El último Informe sobre el Impacto Macroeconómico de las Energías Renovables en España, elaborado por la Asociación de Empresas de Energías Renovables (APPA), un documento im-pres-cin-di-ble para cualquiera que esté interesado en el sector de la energía limpia, cifra en 93.415 el número de personas que trabajan en él (ver gráfico inferior). La cifra es un 31% más baja que el máximo de empleo mantenido por el sector, que se alcanzó, según la Asociación, en 2008, con 136.163 trabajadores.

Ese descenso se debe a la crisis que atraviesan las fuentes verdes como resultado de la política de acoso y derribo emprendida por este y el anterior Gobierno, impulsada y aplaudida por los grandes conglomerados energéticos que obtienen el grueso de sus ingresos de la explotación de los combustibles fósiles y la energía nuclear.

Empleo directo e inducido del sector renovable en España

Ahora bien, si acudimos a otras instituciones que se han preocupado de calcular el empleo generado por las energías limpias desde que comenzó su despegue, hace casi 20 años, resulta que la destrucción de puestos de trabajo puede haber sido mucho mayor: el Servicio Público de Empleo Estatal calculaba que en 2009 había unos 188.000 trabajadores en el sector de las renovables. Según esto, la reducción habría sido superior al 50%.

Más allá de las cifras concretas de creación y destrucción de empleo, resulta muy interesante la enorme disparidad de los datos, lo que refleja la variabilidad de los resultados en función de la metodología de cálculo y la dificultad de identificar a los trabajadores de las renovables y de la economía verde en general. Afortunadamente, la ecología empieza a empapar nuestro tejido productivo y cada vez es más difícil trazar la raya de separación.

Afortunadamente, la ecología empieza a empapar nuestro tejido productivo y cada vez es más difícil trazar la raya de separación

 

Por ejemplo, si un agricultor cultiva soja para consumo humano, no cabe duda de que guarda poca relación con las renovables, pero… ¿Qué ocurre si ese mismo agricultor siembra sus campos con soja para abastecer una planta de producción de biodiesel? ¿Un instalador cambia de categoría según monte una antena de telefonía o unos paneles solares térmicos? ¿Se puede considerar renovable una metalúrgica que fabrique los fustes de los aerogeneradores?

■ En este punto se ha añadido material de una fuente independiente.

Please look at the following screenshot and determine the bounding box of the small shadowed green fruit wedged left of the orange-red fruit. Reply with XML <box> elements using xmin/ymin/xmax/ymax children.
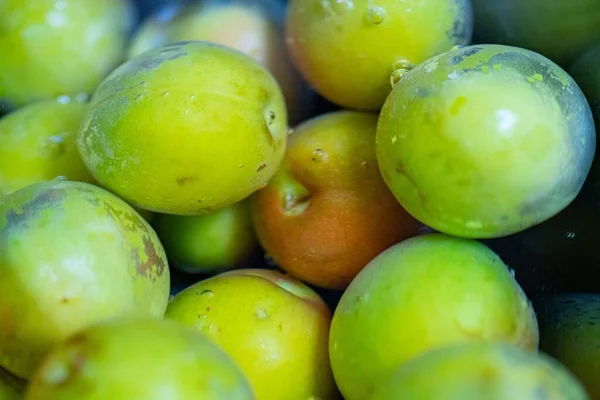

Otra dificultad reside en el tiempo en que un trabajador le dedique a las renovables durante su jornada habitual. Por ejemplo, el programa Empleaverde, acometido por la Fundación Biodiversidad –dependiente del Ministerio de Agricultura, Alimentación y Medio Ambiente– había formado a más de 55.000 trabajadores para reducir el impacto ambiental de sus actividades a finales de 2013… Esa gente, ¿contabiliza como empleo verde o se mantiene en su categoría anterior?

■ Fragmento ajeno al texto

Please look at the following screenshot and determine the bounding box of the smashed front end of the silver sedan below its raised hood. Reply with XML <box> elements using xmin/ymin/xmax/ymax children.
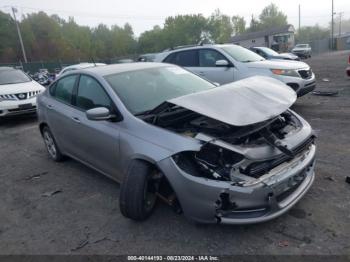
<box><xmin>153</xmin><ymin>110</ymin><xmax>316</xmax><ymax>224</ymax></box>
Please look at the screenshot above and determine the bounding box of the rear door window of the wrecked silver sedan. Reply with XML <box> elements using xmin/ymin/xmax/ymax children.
<box><xmin>51</xmin><ymin>75</ymin><xmax>78</xmax><ymax>104</ymax></box>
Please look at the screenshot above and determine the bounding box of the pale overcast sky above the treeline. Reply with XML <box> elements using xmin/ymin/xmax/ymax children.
<box><xmin>0</xmin><ymin>0</ymin><xmax>350</xmax><ymax>36</ymax></box>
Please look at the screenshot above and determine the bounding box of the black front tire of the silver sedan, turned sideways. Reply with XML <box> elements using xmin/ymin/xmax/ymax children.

Nuevamente más allá de las cifras concretas, y a pesar del gigantesco coste de oportunidad que nos acarrea el frenazo al crecimiento renovable, hay que decir alto y claro que la evolución del sector es espléndida. El primer informe sobre el empleo en renovables en España lo publicó el Ministerio de Medio Ambiente en 1998, y entonces sólo había 3.522 trabajadores. Dando por buenos los datos de APPA –siempre ha sido muy prudente a la hora de ofrecer cifras concretas para evitar suspicacias– el crecimiento experimentado ha sido del 2.500%.

El primer informe sobre el empleo en renovables en España lo publicó el Ministerio de Medio Ambiente en 1998, y entonces sólo había 3.522 trabajadores. El crecimiento experimentado desde entonces ha sido del 2.500%

 

El empleo verde en España, según Eurostat, ascendía a 222.000 puestos en 2011 y había alcanzado una punta de 275.000 en 2008. Otras fuentes aportan números más altos: la Escuela de Organización Industrial lo estimaba en 407.200 puestos en 2010. Este Gobierno nuestro, tan afín a la ecología, rebaja esos datos hasta 159.000 puestos en 2012, según recoge la última evaluación del comportamiento ambiental de España elaborado por la OCDE. El organismo internacional, en cualquier caso, destaca que las renovables han sido su motor principal de crecimiento; el Gobierno, en cambio, afirma que ese mérito le corresponde al tratamiento de residuos.